Paolo here.
Back in 2009 I stumbled into what looked like Bullock's CAA page, and seeing a certain factoid, I posted this question on my Facebook. "What do Stanley Kubrick and Sandra Bullock have in common?" "Well neither of them have an Oscar," a friend of mine said. He spoke too soon. [Correction: Kubrick has an Oscar but not for directing. Shake fist]
Then it was time to watch the live feed of the Oscars on campus. The fedora-wearing cinema studies students were passing around this hipster German beer and I took a sip and put it down. I swore that if Bullock won the Oscar, I'd throw my beer at the screen - I didn't, no one should. The sound of angry young men and some women collectively screaming against her victory is one of the ten greatest experiences I've ever had in a movie theatre. How the powers that be hustled such a seemingly mediocre film into a Best Picture nod and a Best Actress win was like watching steel beams bend by themselves.
Anyway, to commemorate Bullock's birthday, I watched neither the movies that I remember her being good at (A Time to Kill, Crash) nor the ones I saw in high school nor college that did not age well (28 Days) or even the fun ones (Practical Magic). Instead I saw John Lee Hancock's The Blind Side, the movie that won her the said Oscar and made her, on paper, better than Kubrick. To be honest, I had two tall glasses of beer, ruining some brain cells and I was afraid that this film would do more damage.
We can assign three intertwining 'themes' to this movie. The first is when Leigh Ann Tuohy (Bullock) and her family take Michael 'Big Mike' Oher (Quinton Aaron) in and the audience also gets introduced to the rich racists, the poor racists of both colours and the racism within the Tuohys. The film begins with Leigh talking about a left tackle's body parts and we can make comparisons there. And someone should tell the woman that it's Fay Wray, not Jessica Lange! The second is when Michael's teachers and his investigator tries to bring him down and he says something unconvincing but does the trick anyway. If I was the lit prof reading his essay on "The Charge of the Light Brigade," I'd still give him a D. Lastly, there's both Leigh and Michael making mistakes and hurting each other but not so that it will ruin the chances of their eventual reconciliation.

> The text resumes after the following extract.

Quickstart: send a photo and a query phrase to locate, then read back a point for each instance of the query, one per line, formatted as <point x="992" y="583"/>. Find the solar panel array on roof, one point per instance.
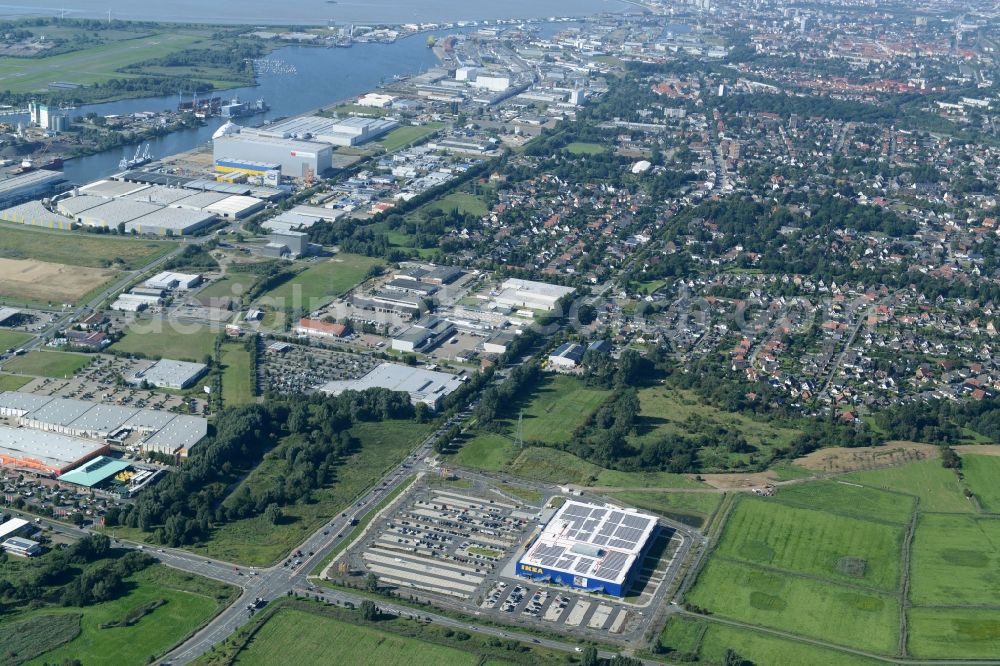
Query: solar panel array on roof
<point x="591" y="541"/>
<point x="152" y="178"/>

I actually like the Tuohy family dynamic, even if her daughter Collins' (Lily Collins) role in the film is just to be pretty. Or how Leigh and Michael's worst fight happens ten or fifteen minutes before the end so that both don't spend time mooning in front of the camera while some hackneyed score tries to convince us how much they regret the event. In between moments of me yelling at my laptop while these characters speak without listening to themselves, it surprised me how competently paced this movie is.

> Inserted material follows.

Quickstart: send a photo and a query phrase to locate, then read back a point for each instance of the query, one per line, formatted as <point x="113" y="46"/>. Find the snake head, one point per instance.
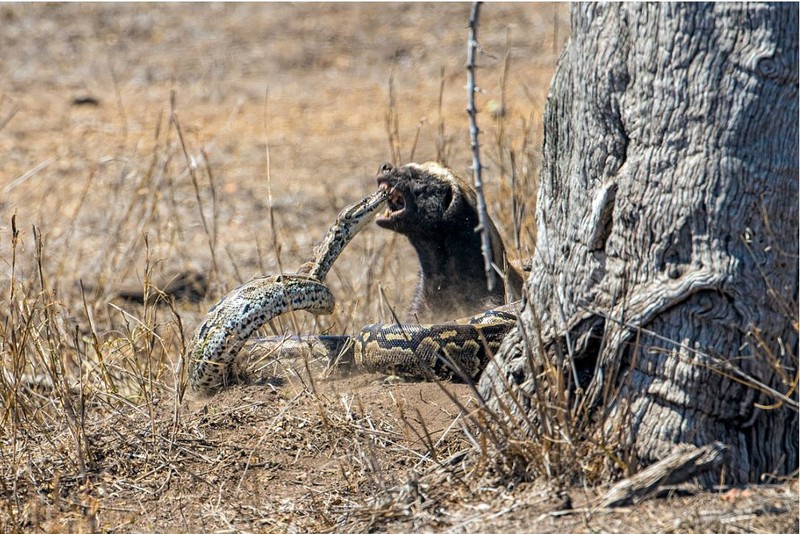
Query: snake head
<point x="357" y="216"/>
<point x="423" y="198"/>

And of course, there's both good and bad in Bullock's performance as Leigh, a rich woman with a cheap watch, wig and accent. Leigh spends most of the film assessing others and knowing how to properly deal with them. I do concede that I like her during her first conversation with Michael, looking at this intimidating figure square in the face. There we know that she'll be fine and that they'll get along famously. And of course, I can't hate on a 'walking to the car to cry by herself where everyone can still see her and she can get consoled' scene.
I guess I didn't care whether she won or not. A few actresses deserving the nominations didn't get them anyway.